Van daar dan ook dat de liefdepoëzie, hoe dikwijls ook nog op heden behandeld, tot mijmerkwaal, tot melancholische ziekelijke droomerijen verviel; van daar dan ook, dat het grootste gedeelte der hedendaagsche erotische producten - 'k spreek hier niet van liefdeverhalen en romans - weinig of geene critische waarde meer bezitten, en doorgaans onleesbaar zijn.
Dit is echter het geval niet met de erotische poëzie van Van Beers. Die poëzie, verre van gelijk bij zooveel anderen, een mufsch, bleek en zenuwachtig juffertje te zijn, met een heele vracht poudre-de-riz op de geblankette wangjes; die met wankelende stapjes, al droomende voorttreedt langs een droomend beekje, in den droomerigen maneschijn, droomende bloemekens plukkend; deze poëzie is, zeg ik, integendeel eene poezelige, malsche deerne, met bloedroode wangen, open oog en open hert, met eenen krans maandroosjes in de blonde zwierige lokken, en eenen gullen, welgemeenden lach om de fijne lippekens! Hier geene ziekelijke melancholie! Geene zoutelooze rijmelarijen!
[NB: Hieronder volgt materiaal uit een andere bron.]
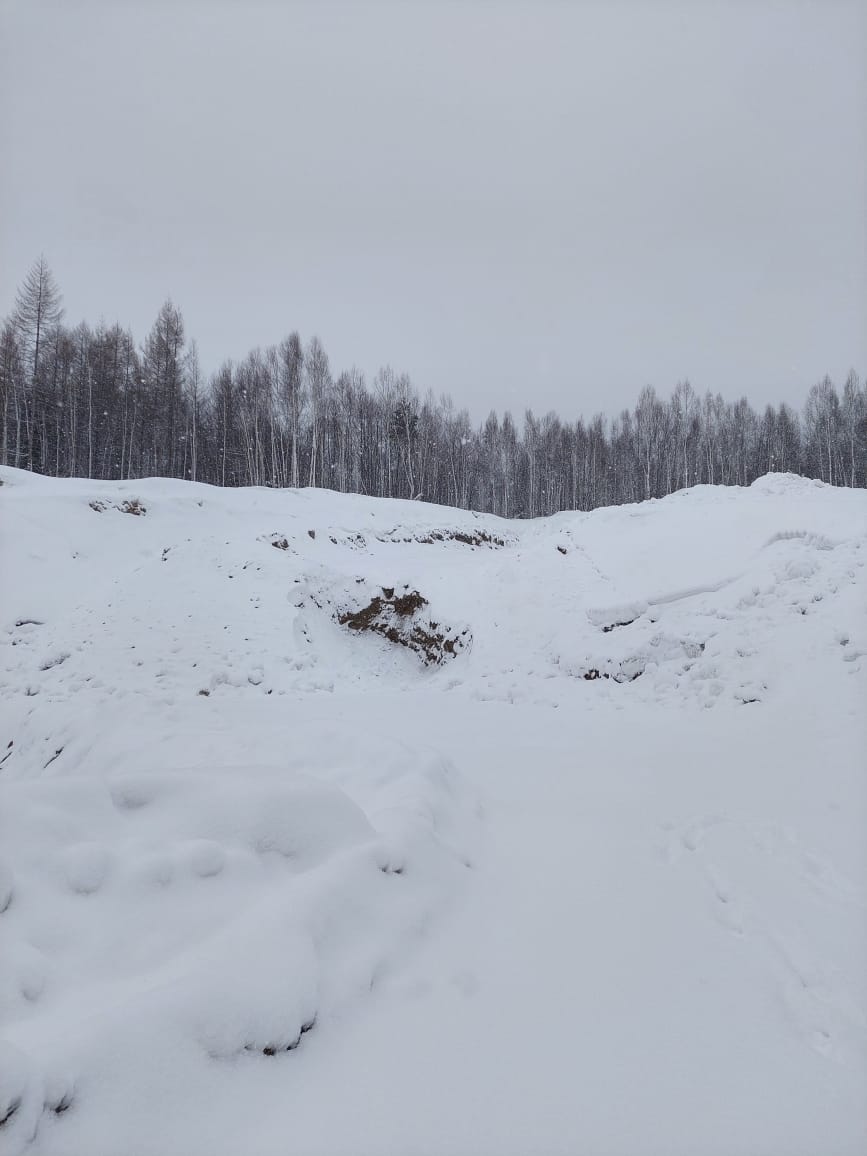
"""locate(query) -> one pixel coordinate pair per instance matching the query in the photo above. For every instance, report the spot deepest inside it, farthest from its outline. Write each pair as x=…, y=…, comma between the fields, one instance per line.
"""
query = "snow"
x=591, y=881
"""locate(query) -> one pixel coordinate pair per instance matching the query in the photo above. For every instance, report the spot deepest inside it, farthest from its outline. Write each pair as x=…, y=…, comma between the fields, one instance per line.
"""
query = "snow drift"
x=333, y=824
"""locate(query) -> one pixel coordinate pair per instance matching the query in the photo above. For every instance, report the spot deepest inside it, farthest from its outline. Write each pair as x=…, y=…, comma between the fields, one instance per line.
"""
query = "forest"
x=93, y=402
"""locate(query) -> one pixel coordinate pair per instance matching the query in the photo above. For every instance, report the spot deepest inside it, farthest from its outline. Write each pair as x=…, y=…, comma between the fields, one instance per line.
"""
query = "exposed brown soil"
x=474, y=538
x=398, y=619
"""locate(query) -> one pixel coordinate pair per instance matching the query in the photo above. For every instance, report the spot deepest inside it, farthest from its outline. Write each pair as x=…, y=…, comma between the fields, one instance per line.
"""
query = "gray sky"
x=542, y=205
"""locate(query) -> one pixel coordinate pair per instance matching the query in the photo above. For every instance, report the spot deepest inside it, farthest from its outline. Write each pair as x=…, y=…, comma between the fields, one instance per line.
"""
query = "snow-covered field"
x=582, y=869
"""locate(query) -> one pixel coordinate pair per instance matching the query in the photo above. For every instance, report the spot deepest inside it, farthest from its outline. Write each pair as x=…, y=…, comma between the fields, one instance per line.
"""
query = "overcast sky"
x=543, y=205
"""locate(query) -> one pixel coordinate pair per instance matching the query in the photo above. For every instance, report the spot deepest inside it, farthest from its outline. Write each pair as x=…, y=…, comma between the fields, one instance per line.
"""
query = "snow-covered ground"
x=583, y=868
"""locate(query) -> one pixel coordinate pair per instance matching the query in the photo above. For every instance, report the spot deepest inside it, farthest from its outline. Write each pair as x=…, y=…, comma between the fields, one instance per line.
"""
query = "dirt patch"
x=130, y=505
x=466, y=538
x=400, y=619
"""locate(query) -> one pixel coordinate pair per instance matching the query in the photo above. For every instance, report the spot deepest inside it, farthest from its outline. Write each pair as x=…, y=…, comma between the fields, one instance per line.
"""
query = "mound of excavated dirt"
x=402, y=619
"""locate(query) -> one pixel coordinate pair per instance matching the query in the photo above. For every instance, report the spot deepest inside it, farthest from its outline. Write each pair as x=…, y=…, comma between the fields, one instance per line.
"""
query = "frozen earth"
x=341, y=825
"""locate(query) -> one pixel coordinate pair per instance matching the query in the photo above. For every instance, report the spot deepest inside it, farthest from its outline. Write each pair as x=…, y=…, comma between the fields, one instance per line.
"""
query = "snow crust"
x=595, y=883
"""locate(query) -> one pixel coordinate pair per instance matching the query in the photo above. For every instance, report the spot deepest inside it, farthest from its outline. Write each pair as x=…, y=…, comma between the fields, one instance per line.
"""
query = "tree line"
x=91, y=402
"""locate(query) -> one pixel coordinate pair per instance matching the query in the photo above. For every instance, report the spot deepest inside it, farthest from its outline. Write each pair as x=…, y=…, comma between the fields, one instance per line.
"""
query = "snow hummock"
x=588, y=879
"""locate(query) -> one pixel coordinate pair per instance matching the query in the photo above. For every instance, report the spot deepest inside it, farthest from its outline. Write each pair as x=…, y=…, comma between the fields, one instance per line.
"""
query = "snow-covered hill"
x=332, y=824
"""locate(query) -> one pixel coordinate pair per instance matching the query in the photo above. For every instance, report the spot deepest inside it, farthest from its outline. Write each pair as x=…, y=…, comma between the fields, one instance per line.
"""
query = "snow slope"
x=592, y=880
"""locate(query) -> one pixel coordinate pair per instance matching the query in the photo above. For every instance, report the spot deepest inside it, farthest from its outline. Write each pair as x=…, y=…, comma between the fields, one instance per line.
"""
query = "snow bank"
x=257, y=866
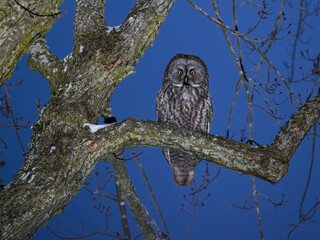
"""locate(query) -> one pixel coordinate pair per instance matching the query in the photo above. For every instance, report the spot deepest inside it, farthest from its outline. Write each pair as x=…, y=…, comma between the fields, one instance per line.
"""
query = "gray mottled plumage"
x=184, y=99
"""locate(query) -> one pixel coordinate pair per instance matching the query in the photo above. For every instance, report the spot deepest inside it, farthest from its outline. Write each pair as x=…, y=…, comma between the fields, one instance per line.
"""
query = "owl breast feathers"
x=184, y=99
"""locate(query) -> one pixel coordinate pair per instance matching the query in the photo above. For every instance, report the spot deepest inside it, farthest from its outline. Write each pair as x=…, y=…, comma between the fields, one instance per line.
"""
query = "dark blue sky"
x=186, y=31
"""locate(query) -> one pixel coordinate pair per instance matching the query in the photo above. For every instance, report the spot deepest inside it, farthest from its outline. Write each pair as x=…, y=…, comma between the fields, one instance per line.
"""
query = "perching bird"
x=184, y=99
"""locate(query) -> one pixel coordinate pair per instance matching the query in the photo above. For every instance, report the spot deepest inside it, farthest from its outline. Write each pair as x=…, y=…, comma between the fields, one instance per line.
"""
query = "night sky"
x=184, y=31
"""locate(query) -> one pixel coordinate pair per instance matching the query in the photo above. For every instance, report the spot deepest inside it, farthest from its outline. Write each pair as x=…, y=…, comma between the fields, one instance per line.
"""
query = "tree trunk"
x=22, y=22
x=63, y=152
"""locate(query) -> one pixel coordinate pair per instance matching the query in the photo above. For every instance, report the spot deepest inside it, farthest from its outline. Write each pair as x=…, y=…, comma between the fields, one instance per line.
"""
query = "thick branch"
x=19, y=29
x=263, y=162
x=293, y=132
x=46, y=63
x=61, y=155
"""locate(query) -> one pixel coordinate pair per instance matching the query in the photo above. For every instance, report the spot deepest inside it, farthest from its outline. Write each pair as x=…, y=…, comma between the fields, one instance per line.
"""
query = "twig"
x=257, y=206
x=82, y=236
x=151, y=192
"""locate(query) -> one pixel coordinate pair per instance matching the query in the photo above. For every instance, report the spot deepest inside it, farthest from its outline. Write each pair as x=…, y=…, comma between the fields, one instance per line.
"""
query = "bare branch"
x=46, y=63
x=294, y=131
x=127, y=191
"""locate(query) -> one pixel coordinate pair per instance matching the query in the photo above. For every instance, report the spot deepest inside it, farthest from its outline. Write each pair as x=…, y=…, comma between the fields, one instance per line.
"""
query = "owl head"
x=186, y=70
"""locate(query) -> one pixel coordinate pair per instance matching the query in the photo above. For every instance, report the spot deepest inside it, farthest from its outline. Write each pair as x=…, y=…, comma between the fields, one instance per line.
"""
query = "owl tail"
x=183, y=177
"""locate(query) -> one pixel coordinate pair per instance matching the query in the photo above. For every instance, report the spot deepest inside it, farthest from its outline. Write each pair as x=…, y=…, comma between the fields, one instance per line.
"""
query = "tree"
x=62, y=149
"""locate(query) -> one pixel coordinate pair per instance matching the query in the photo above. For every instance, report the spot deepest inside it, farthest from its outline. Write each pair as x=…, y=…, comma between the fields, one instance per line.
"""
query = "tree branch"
x=19, y=29
x=293, y=132
x=46, y=63
x=61, y=156
x=127, y=189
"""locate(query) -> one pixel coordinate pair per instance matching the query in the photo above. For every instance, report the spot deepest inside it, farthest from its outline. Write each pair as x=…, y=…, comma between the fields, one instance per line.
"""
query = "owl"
x=184, y=99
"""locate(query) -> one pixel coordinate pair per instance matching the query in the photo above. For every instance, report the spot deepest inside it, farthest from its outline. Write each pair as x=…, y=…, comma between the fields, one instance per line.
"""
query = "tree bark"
x=61, y=156
x=63, y=152
x=21, y=27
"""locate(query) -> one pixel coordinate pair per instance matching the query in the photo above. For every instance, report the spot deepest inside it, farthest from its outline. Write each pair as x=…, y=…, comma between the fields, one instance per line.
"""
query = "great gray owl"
x=184, y=99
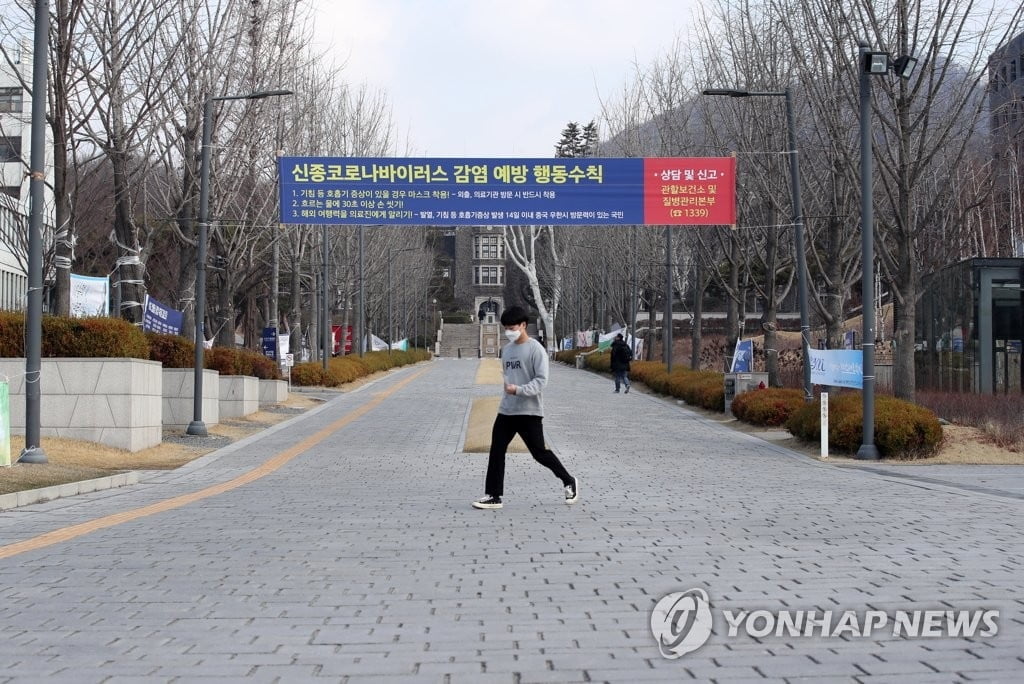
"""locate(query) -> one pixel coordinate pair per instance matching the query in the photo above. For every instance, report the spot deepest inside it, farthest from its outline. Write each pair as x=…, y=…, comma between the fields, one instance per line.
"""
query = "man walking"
x=524, y=365
x=621, y=357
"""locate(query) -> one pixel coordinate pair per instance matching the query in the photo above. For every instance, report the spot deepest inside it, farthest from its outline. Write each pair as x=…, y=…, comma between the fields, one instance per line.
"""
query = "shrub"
x=173, y=351
x=770, y=407
x=307, y=374
x=568, y=355
x=342, y=370
x=240, y=361
x=902, y=430
x=92, y=338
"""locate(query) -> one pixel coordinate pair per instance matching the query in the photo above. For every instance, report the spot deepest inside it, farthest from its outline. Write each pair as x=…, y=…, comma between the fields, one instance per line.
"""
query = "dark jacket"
x=621, y=355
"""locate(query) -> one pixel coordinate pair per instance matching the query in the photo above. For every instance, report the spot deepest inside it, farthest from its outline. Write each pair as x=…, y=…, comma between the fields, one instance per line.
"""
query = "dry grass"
x=72, y=460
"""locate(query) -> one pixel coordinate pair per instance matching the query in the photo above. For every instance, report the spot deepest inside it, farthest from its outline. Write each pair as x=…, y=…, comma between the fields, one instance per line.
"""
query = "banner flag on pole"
x=89, y=296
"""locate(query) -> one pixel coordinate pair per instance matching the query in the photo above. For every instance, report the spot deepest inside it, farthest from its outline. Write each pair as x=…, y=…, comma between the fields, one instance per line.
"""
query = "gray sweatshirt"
x=524, y=366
Neen! hier niets dan leven, vurige, maar zuivere liefde, in éen woord, weêrspiegeling van die gezonde liefde, gelijk zij in volle waarheid in de krachtige vlaamsche herten leeft. - ‘Rosa mystica’, waar ik niet genoeg het gevoelvolle: ‘maar ach! niet voor mij is dat roosken gebloeid!’ kan in bewonderen; ‘Lelie en roos’, waar ieder gevoelig hert niet genoeg de volgende grepen kan herlezen:
‘En schooner dan leeljen en rozen der aarde,
Dan rozen en leeljen, op 't aanschijn der maagd,
Is 't roosken der liefde, de lelie der onschuld,
Twee bloemen die gij in uw maagdenhert draagt.’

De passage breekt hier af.